Mr. Tibbs, who was a black theological student at the time of his arrest, was sentenced to death for the rape of a sixteen-year-old white girl and the murder of her companion.
He was convicted by an all-white jury on the testimony of the female victim whose testimony was uncorroborated and inconsistent with her first description of her assailant. The conviction was overturned by the Florida Supreme Court because the verdict was not supported by the weight of the evidence
Wilbert Lee and Freddie Pitts were beaten, denied legal counsel, and threatened with death if they didn't sign "confessions" for the 1963 robbery and murder of two Port St. Joe gas station attendants.
Within 28 days, an all white jury, white judge, white prosecutor, white policeman -- convicted both of them, sending them off to die in Florida's electric chair. While all this transpired, the real killer, Curtis Adams Jr., a white man who had already been convicted of another murder continued his killing spree.
Florida's governor Reubin Askew, who served from 1971 through 1978, in 1975 approved a full pardon for Freddie Pitts and Wilbert Lee, who had spent 12 years in prison, eight of them on death row for another man's crime . Despite their innocence, news that he was considering the pardon was poorly received in the Panhandle and cost him votes in his 1974 re-election.
At the time, Pitts, 31, and Lee, 40, walked out of prison. The state gave them $100 each.
Pulitzer-prizewinning Reporter Gene Miller of the Miami Herald began an investigation that helped win a new trial for Pitts and Lee in 1972. The two men were so hopeful about the outcome that just before their second trip to court, they passed up a chance to join a jailbreak. But Adams refused to repeat his confession on the stand, the tape made by the lie detector expert was barred as hearsay evidence, and the all-white jury took only 90 minutes to find Pitts and Lee guilty of murder all over again. They would have been convicted, said a shaken defense attorney, even "if the Twelve Apostles testified for them." Refusing to give up, Miller* and others continued to fight until Governor Reubin Askew agreed to order a new investigation a year and a half ago. Askew personally participated in part of the inquiry and sent his legal aide to talk with Adams. He confessed again, recanted and then confessed a third time to Florida Attorney General Robert Shevin.
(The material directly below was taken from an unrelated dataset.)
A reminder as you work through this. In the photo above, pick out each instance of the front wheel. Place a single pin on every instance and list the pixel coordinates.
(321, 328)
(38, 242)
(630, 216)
"I thought there was our case and maybe a few others like it. But last fall I went to a conference at Northwestern University in Illinois and found 30 others who were innocent and got released. I was shocked! And there are others. Who knows how many didn't get out because they couldn't get the legal help or had no outside support?" - Wilbert LeeCorrection: The Florida Commission on Capital Cases issued a study that listed 23 inmates on death row in Florida who were wrongfully convicted. One more died while on death row who was innocent. And one was released shortly after the study was finished. That makes for 25 wrongfully convicted persons on Florida's Death Row, according to authorities. Frank Lee Smith was not included amongst the 23.
2 comments:
It's amazing how our society tries to brush these people under the rug, acting as if these people are the rare exception, when they know they are anything but. These were the "lucky" ones when you think of the almost miracle it took to reveal their innocence.
Yet, we keep on killing, as if it makes us better than the killers we're killing.
Exactly. I can't even imagine the number of innocent people put to death over the years. We'll never know because we don't have enough resources to dedicate to the living, let alone those already murdered.
Anyone who is okay with putting innocent people to death in order to maintain a system that not only doesn't work, but is prohibitively expensive, is no better than the guilty on death row, themselves.